Botanically speaking, I suppose most horticulturists don’t do much with tulips in their home gardens. Despite a history rife in treacherous explorations which brought a plant from the dry eastern Mediterranean to low-country Holland, most horticulturists are on to other things. They dismiss the anthropologically fascinating story of markets, economies, and logistics. Many are likely ignorant of the sordid tales of obsession that prompted good, stout, Calvinist Dutch to try one or more of seven deadly sins. They’d probably take a leering interest in this if they knew, but they don’t. The transformative alchemy of selection and breeding from the earliest days of the Renaissance to modern times? Not the coolest subject in these times of native plants, naturalistic gardens, permaculture, and environmentally conscious gardening.
So, okay. Maybe, just maybe, tulips are not, in fact, the most important thing going on in the horticultural world at the moment. But, Lord help me, they just might remain the most beautiful.
No other flower that I know of can conjure such saturated colors from soil, sun, and rain. No other flower glows with, seemingly, its own light. One alone, magnificent. In droves, beauty beyond measure. Enough beauty to melt the coldest heart of the most skeptical, disgruntled, and ideologically pure horticulturist among us. To the innocent masses, tulips are simply a glorious, breathtaking, and joyous gift to enjoy without restraint.
Crowd pleasers. Let’s face it, we need them. When we’re an expert and an ambassador, they are a tool. When we’re dumb consumers, a joy. They are, almost always, the impetus that steers ordinary people toward great passions. Without Meet the Beatles, we would never have gotten to Sargent Peppers. Without Sargent Peppers, how many other bands would have never begun? Or pushed the boundaries? How much other great music would we not have?
If we’re smart, we leverage crowd pleasers. I work at the Cincinnati Zoo & Botanical Garden and right now our tulip display, which is about 110,000 bulbs strong, is at its peak. Our visitorship is rocking. Each day, a thousand kids are parked in front of gardens and digitally captured for the ages. Who knows how many of them will take in these displays like a seed? In which of them will that seed grow into a lifetime of enjoying plants, making gardens, and beautifying our communities?
Last Saturday the Garden Clubs of Ohio held an event based around the tulips. They had tours, they had lunch, and then heard a talk on the best plants for their gardens based on our plant trialing, and how these plants in more yards and gardens can benefit pollinators, human well-being, and more.

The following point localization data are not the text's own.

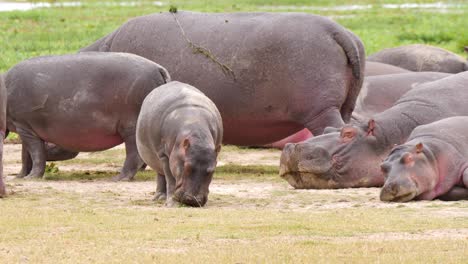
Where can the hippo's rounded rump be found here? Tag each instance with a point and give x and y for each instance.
(289, 71)
(83, 102)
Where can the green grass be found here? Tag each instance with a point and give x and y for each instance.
(67, 29)
(63, 227)
(95, 223)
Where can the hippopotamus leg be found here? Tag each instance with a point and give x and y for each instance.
(26, 163)
(56, 153)
(36, 149)
(160, 188)
(331, 117)
(170, 182)
(133, 161)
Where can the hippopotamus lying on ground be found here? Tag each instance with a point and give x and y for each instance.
(419, 57)
(267, 80)
(378, 93)
(432, 164)
(179, 135)
(81, 102)
(3, 102)
(377, 68)
(350, 156)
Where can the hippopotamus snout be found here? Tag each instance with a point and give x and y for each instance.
(401, 190)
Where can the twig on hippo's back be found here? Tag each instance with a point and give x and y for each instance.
(198, 49)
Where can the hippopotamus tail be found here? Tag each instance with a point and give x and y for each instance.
(103, 44)
(354, 50)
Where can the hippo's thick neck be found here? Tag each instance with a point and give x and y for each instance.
(394, 125)
(447, 161)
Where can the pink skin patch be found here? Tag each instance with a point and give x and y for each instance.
(300, 136)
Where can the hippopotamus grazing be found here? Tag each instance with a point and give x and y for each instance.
(377, 68)
(267, 80)
(419, 57)
(3, 102)
(378, 93)
(350, 156)
(179, 135)
(81, 102)
(432, 164)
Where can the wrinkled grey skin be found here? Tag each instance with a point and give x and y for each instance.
(378, 93)
(3, 102)
(432, 164)
(285, 79)
(350, 156)
(179, 135)
(377, 68)
(419, 57)
(80, 102)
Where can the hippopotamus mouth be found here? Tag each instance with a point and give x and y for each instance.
(399, 194)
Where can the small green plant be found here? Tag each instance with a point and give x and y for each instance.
(52, 168)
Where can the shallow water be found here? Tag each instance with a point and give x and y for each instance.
(24, 6)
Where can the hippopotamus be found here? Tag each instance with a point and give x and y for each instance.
(378, 93)
(267, 80)
(3, 102)
(79, 102)
(179, 135)
(350, 156)
(433, 163)
(378, 68)
(418, 57)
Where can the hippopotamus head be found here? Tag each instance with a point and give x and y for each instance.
(193, 163)
(340, 158)
(409, 171)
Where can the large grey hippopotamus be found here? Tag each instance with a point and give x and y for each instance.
(350, 156)
(80, 102)
(433, 163)
(419, 57)
(267, 80)
(378, 93)
(179, 135)
(377, 68)
(3, 102)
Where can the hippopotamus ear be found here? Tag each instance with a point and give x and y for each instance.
(419, 147)
(186, 143)
(218, 148)
(348, 133)
(407, 159)
(370, 127)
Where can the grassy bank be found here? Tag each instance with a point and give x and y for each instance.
(62, 30)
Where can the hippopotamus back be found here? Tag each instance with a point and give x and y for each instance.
(267, 80)
(419, 57)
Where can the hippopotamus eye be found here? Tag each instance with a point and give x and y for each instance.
(385, 167)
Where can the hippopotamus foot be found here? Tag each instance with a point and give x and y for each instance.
(331, 117)
(133, 161)
(32, 154)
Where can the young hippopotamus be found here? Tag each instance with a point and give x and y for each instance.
(432, 164)
(80, 102)
(419, 57)
(3, 101)
(179, 135)
(350, 156)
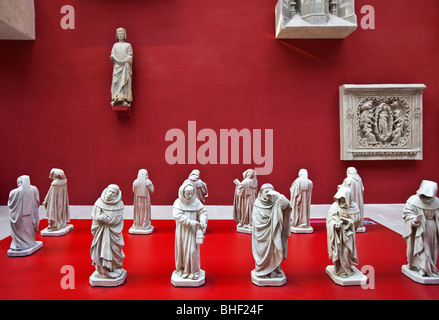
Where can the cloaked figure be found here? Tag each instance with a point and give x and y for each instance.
(106, 249)
(244, 199)
(271, 229)
(200, 185)
(301, 191)
(421, 233)
(190, 225)
(23, 206)
(57, 205)
(355, 183)
(142, 188)
(122, 58)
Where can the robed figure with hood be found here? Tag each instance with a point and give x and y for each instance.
(23, 206)
(244, 199)
(142, 188)
(301, 191)
(354, 181)
(340, 227)
(271, 229)
(57, 205)
(421, 232)
(106, 249)
(190, 225)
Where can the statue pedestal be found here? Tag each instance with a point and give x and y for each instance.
(360, 230)
(124, 111)
(302, 230)
(357, 279)
(244, 230)
(178, 281)
(415, 276)
(96, 281)
(268, 282)
(57, 233)
(27, 252)
(132, 230)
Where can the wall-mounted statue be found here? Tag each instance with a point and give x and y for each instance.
(201, 186)
(340, 226)
(57, 205)
(191, 223)
(122, 58)
(271, 229)
(421, 233)
(23, 206)
(315, 19)
(301, 191)
(381, 121)
(142, 188)
(106, 249)
(354, 181)
(245, 195)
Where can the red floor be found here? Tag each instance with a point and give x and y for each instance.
(225, 256)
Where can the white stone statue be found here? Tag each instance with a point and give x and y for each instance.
(191, 222)
(106, 249)
(201, 186)
(57, 205)
(353, 181)
(271, 229)
(244, 199)
(122, 58)
(142, 188)
(421, 233)
(340, 227)
(301, 191)
(23, 206)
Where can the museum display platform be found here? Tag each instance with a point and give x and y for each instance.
(226, 257)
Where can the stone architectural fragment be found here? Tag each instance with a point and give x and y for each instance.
(381, 122)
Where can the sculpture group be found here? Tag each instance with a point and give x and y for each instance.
(269, 217)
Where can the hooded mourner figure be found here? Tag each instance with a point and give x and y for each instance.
(421, 215)
(271, 229)
(354, 181)
(106, 249)
(57, 201)
(340, 227)
(200, 185)
(190, 216)
(245, 195)
(301, 191)
(23, 206)
(142, 188)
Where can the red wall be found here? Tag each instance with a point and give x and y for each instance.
(216, 62)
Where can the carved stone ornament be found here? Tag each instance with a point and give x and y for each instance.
(381, 122)
(315, 19)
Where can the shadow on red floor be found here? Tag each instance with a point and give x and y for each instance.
(225, 256)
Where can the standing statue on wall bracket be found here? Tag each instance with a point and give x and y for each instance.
(57, 205)
(23, 206)
(354, 181)
(122, 58)
(421, 233)
(301, 191)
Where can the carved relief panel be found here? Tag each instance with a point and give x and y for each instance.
(379, 122)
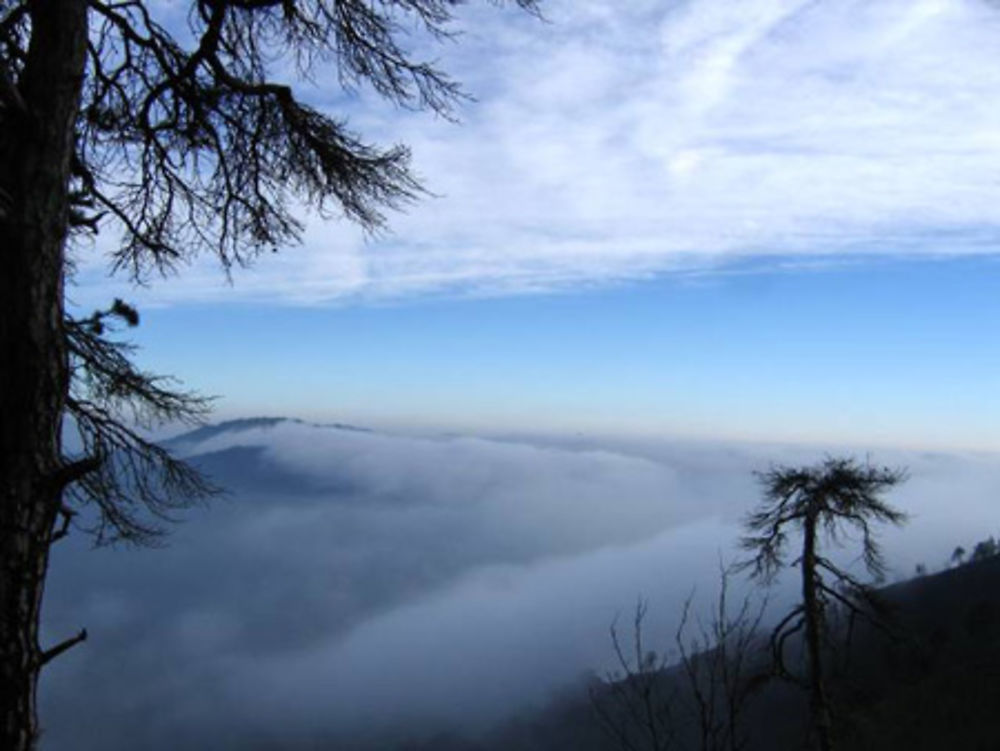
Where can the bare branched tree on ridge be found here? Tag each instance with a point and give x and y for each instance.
(185, 141)
(823, 503)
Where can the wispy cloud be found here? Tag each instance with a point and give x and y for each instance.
(360, 580)
(623, 140)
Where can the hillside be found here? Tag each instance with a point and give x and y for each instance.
(936, 685)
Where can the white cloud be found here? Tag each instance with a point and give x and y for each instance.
(628, 139)
(362, 579)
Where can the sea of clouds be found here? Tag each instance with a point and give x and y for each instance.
(370, 585)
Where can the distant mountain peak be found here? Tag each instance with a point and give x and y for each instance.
(239, 425)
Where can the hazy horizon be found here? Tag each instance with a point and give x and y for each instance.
(358, 582)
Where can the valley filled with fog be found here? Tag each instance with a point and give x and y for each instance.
(379, 586)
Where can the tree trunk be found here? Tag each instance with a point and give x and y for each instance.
(818, 704)
(37, 145)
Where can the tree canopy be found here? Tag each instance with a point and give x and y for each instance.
(184, 133)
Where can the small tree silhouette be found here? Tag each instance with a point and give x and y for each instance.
(822, 502)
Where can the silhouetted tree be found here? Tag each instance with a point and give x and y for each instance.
(648, 704)
(188, 141)
(821, 503)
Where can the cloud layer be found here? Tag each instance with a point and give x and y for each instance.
(378, 586)
(620, 141)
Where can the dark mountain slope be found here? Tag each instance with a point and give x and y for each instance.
(934, 685)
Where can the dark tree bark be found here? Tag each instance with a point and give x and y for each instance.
(814, 626)
(186, 145)
(824, 502)
(34, 380)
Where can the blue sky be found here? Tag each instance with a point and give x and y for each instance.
(872, 353)
(770, 220)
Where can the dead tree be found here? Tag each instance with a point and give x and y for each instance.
(821, 503)
(184, 141)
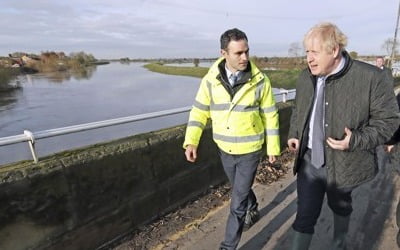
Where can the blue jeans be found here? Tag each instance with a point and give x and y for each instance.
(240, 170)
(311, 189)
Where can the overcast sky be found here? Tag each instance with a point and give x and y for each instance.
(111, 29)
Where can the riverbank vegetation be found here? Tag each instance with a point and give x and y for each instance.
(283, 78)
(50, 61)
(283, 72)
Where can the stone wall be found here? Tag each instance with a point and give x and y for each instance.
(84, 198)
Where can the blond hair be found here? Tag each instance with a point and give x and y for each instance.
(329, 34)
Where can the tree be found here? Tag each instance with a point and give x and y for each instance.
(294, 49)
(196, 62)
(388, 46)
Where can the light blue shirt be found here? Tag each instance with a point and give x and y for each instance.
(230, 75)
(321, 83)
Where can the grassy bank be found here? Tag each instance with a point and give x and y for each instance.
(279, 78)
(6, 75)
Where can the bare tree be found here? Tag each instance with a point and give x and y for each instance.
(387, 46)
(294, 49)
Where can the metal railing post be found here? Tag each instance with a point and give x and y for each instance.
(31, 137)
(31, 143)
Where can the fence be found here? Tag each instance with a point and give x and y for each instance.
(32, 137)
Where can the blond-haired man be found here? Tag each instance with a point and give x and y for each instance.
(344, 108)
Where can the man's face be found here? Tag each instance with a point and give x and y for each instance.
(379, 62)
(320, 61)
(236, 55)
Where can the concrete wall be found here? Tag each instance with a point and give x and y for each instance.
(84, 198)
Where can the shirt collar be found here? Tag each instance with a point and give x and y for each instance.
(229, 73)
(339, 67)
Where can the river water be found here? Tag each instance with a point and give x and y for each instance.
(49, 101)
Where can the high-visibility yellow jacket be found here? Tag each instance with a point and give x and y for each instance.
(240, 124)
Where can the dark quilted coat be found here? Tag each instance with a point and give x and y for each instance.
(360, 98)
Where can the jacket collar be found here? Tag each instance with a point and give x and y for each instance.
(340, 73)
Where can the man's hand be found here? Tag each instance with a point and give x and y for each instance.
(293, 144)
(388, 148)
(271, 158)
(340, 144)
(191, 153)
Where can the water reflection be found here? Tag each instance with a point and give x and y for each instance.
(62, 76)
(99, 93)
(9, 89)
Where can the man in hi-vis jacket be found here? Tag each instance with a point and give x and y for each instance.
(238, 99)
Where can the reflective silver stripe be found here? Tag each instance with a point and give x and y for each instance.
(269, 109)
(195, 124)
(201, 106)
(245, 108)
(272, 131)
(259, 88)
(237, 108)
(235, 139)
(222, 106)
(210, 92)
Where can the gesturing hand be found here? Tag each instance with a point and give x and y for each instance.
(191, 153)
(340, 144)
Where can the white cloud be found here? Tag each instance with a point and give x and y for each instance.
(179, 28)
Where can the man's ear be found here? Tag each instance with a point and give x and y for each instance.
(224, 53)
(336, 51)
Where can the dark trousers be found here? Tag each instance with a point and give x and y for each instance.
(311, 189)
(240, 170)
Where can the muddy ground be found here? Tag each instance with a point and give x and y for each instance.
(189, 215)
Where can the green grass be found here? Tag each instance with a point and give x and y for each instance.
(279, 78)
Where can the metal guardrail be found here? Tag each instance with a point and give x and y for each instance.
(32, 137)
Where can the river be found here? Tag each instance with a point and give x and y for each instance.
(48, 101)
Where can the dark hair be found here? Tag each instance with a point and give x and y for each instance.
(232, 34)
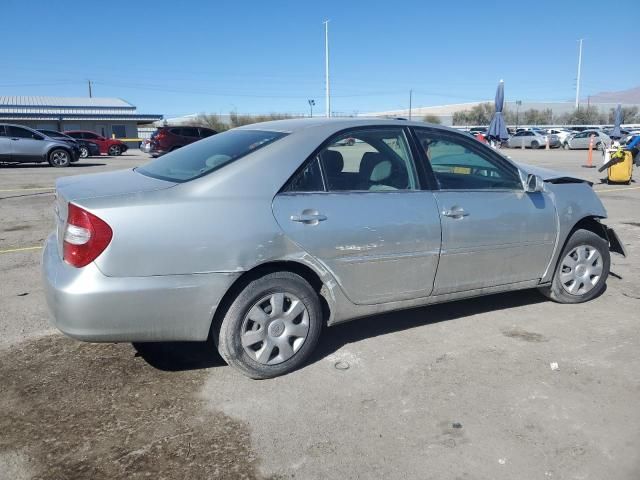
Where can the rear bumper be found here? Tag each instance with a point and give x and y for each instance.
(87, 305)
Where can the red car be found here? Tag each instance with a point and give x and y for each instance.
(166, 139)
(110, 146)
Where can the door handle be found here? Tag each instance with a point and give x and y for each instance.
(309, 218)
(455, 212)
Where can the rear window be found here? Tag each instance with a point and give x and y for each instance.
(205, 156)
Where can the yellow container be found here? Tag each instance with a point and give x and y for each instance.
(621, 172)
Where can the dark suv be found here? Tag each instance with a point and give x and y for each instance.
(166, 139)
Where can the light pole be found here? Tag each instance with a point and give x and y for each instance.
(326, 69)
(578, 79)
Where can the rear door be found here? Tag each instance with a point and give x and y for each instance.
(358, 208)
(26, 146)
(493, 232)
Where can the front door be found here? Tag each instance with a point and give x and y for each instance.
(493, 232)
(103, 131)
(26, 146)
(358, 209)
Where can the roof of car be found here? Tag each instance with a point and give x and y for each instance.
(297, 124)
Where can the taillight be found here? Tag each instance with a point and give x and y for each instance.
(85, 237)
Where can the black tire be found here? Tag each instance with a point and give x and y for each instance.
(114, 150)
(228, 336)
(59, 157)
(559, 293)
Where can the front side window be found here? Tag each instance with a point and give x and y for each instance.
(201, 158)
(369, 160)
(22, 133)
(459, 165)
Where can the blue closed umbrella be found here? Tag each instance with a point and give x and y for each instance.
(497, 128)
(616, 133)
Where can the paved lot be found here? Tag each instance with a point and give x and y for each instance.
(455, 391)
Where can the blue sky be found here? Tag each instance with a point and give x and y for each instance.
(178, 57)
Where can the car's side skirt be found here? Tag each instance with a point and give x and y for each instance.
(343, 310)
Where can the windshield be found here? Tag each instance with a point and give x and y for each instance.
(205, 156)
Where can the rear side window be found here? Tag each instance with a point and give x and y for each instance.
(201, 158)
(459, 165)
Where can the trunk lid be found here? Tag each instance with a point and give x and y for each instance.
(76, 188)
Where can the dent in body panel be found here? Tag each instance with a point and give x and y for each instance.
(507, 236)
(573, 201)
(378, 246)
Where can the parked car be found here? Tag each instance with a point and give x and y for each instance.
(167, 139)
(581, 140)
(533, 139)
(20, 144)
(260, 236)
(108, 146)
(85, 147)
(562, 133)
(145, 145)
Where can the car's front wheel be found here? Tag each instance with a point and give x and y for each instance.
(582, 269)
(271, 327)
(59, 158)
(115, 150)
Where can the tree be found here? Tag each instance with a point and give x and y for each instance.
(209, 121)
(239, 120)
(429, 118)
(537, 117)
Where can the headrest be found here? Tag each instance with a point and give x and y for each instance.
(333, 162)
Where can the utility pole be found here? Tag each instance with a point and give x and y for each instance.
(579, 69)
(326, 69)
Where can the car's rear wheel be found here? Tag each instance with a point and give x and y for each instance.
(271, 327)
(59, 158)
(115, 150)
(582, 269)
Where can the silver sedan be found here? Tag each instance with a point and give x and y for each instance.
(261, 236)
(599, 140)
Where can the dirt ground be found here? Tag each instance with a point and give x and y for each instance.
(455, 391)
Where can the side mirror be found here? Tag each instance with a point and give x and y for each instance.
(534, 184)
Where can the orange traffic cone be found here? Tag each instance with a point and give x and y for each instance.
(590, 155)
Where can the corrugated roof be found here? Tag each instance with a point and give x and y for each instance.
(72, 102)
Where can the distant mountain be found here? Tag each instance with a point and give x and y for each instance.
(624, 96)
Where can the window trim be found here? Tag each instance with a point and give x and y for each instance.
(332, 138)
(480, 149)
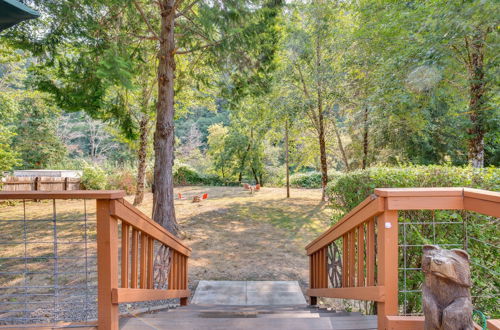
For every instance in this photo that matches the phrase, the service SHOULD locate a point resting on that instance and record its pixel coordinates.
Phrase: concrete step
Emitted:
(248, 293)
(323, 323)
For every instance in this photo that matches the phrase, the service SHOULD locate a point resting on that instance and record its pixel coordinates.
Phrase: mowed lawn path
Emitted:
(236, 235)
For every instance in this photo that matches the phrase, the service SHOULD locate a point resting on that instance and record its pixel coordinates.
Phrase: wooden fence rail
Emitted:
(129, 277)
(369, 236)
(39, 183)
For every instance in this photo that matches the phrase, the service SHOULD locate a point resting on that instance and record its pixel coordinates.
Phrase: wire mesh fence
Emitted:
(48, 271)
(473, 232)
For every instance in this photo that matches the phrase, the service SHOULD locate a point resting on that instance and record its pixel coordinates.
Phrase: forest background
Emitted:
(261, 86)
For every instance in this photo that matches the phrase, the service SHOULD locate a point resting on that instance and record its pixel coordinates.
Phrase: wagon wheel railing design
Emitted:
(163, 260)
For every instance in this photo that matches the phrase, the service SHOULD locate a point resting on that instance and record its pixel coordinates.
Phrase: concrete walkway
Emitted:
(248, 293)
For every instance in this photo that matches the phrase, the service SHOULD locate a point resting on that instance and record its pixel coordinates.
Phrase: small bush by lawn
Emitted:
(349, 189)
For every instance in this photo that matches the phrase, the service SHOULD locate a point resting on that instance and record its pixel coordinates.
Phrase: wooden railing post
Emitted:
(107, 265)
(387, 268)
(312, 273)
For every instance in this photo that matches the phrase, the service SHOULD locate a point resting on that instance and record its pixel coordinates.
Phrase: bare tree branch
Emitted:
(145, 19)
(188, 8)
(197, 48)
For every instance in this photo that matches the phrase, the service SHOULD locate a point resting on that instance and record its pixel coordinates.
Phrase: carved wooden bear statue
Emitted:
(446, 292)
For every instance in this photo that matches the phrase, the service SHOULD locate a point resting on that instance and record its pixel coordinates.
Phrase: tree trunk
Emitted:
(142, 157)
(365, 139)
(341, 146)
(476, 99)
(321, 124)
(256, 178)
(287, 161)
(163, 197)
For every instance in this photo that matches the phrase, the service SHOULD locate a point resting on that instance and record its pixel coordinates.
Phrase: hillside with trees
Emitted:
(248, 90)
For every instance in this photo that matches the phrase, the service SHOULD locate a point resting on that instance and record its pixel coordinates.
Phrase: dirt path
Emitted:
(238, 236)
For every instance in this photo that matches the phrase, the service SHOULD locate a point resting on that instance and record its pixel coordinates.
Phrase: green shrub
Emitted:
(350, 189)
(476, 233)
(186, 175)
(93, 178)
(123, 179)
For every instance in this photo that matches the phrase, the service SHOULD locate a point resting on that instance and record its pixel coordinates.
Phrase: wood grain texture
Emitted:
(370, 293)
(370, 209)
(72, 194)
(361, 256)
(148, 226)
(125, 255)
(150, 264)
(107, 265)
(121, 295)
(352, 258)
(387, 270)
(144, 256)
(370, 253)
(134, 259)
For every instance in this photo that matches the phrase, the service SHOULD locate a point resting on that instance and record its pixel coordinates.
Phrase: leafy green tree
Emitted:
(36, 140)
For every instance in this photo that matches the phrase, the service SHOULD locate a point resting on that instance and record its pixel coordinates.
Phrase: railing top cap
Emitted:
(448, 191)
(71, 194)
(436, 192)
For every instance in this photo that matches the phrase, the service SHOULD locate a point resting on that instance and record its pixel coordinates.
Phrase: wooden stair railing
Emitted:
(136, 265)
(369, 235)
(137, 260)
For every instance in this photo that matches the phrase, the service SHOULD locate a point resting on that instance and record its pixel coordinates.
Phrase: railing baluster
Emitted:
(370, 253)
(387, 273)
(183, 301)
(107, 263)
(324, 261)
(361, 255)
(135, 255)
(179, 271)
(150, 263)
(125, 254)
(144, 253)
(172, 273)
(345, 260)
(352, 258)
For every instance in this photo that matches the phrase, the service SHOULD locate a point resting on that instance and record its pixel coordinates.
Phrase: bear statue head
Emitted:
(452, 265)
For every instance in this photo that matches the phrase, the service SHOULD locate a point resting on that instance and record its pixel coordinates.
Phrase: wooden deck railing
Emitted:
(129, 277)
(369, 235)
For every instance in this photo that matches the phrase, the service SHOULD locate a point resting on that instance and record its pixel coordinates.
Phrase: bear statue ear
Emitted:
(428, 248)
(461, 253)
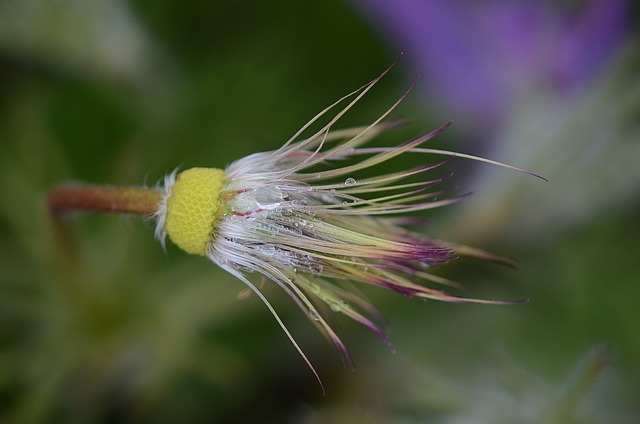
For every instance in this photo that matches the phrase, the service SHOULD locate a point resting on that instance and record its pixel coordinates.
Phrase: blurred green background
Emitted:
(98, 324)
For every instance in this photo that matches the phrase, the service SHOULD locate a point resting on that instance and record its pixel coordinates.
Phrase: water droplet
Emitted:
(268, 198)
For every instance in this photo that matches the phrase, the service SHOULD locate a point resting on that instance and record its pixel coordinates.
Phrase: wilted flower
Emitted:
(292, 216)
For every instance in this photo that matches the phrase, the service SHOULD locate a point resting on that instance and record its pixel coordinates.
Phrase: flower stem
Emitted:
(137, 201)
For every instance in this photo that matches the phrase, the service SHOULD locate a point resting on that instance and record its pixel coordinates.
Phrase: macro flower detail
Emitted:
(298, 217)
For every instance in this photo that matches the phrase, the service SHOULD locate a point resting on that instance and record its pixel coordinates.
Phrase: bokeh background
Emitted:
(99, 324)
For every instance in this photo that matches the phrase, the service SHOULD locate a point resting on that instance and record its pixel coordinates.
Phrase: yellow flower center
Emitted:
(192, 208)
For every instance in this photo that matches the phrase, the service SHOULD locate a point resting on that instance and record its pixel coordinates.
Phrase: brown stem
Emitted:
(138, 201)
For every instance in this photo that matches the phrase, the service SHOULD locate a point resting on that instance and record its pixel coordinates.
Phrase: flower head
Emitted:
(310, 227)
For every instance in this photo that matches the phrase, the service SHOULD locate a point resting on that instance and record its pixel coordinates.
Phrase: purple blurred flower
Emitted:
(479, 57)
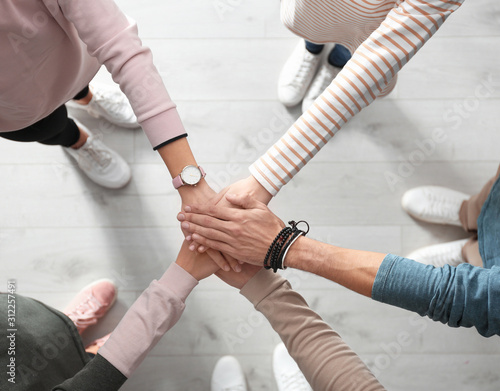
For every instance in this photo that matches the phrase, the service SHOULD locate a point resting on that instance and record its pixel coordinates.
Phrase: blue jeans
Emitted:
(462, 296)
(338, 57)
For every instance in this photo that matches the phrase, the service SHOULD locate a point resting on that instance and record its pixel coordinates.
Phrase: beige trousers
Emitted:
(469, 212)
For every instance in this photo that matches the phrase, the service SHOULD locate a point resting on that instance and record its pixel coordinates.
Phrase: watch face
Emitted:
(191, 175)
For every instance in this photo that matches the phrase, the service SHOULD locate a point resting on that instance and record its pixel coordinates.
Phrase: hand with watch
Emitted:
(190, 176)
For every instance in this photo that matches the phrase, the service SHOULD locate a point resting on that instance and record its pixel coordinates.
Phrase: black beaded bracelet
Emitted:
(285, 231)
(276, 253)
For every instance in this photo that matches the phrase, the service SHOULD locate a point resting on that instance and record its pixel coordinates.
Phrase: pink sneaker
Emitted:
(91, 304)
(94, 346)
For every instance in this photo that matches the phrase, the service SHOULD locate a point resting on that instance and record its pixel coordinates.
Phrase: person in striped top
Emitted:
(382, 35)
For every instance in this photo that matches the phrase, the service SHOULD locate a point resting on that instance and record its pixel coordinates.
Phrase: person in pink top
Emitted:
(51, 50)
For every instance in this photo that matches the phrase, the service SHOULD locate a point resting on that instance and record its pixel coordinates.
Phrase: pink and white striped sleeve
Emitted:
(372, 67)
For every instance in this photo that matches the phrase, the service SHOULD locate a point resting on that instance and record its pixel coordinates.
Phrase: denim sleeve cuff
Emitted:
(381, 280)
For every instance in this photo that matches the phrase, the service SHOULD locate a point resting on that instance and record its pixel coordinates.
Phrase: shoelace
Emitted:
(84, 314)
(444, 207)
(91, 155)
(234, 388)
(295, 382)
(304, 70)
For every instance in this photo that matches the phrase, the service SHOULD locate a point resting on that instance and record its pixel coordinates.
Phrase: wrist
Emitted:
(188, 267)
(188, 192)
(258, 191)
(298, 254)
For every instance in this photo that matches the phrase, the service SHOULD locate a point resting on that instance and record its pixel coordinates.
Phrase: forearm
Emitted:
(354, 269)
(156, 311)
(383, 54)
(326, 361)
(462, 296)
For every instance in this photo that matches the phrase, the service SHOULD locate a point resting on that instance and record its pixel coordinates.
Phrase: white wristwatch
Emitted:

Last night we held an evening fundraiser called Twilight in Tulips. The weather was perfect. The tulips never looked better and people enjoyed a great social event. They received tours of the gardens that introduced many of them to the plant trialing, native plant conservation, pollinator programs, and more that the Botanical Garden side of the Zoo does. Our guests then had a fine dinner, drinks, and then heard an inspiring and informative talk by acclaimed ethnobotanist, Mark Plotkin. Money that will support further work was raised. But just as importantly people met other people. They heard a message of amazing science, heroic conservations efforts, and hope. Who knows how many ideas were hatched?
What was it that brought them all together in the first place? A mass planting of an age old plant of enormous popular appeal. Sheer, unapologetic beauty will always get attention, as it should. Life without it is so greatly diminished. Not experiencing such beauty is a shame. Not leveraging it for a better world for the greater good would be a terrible, missed opportunity.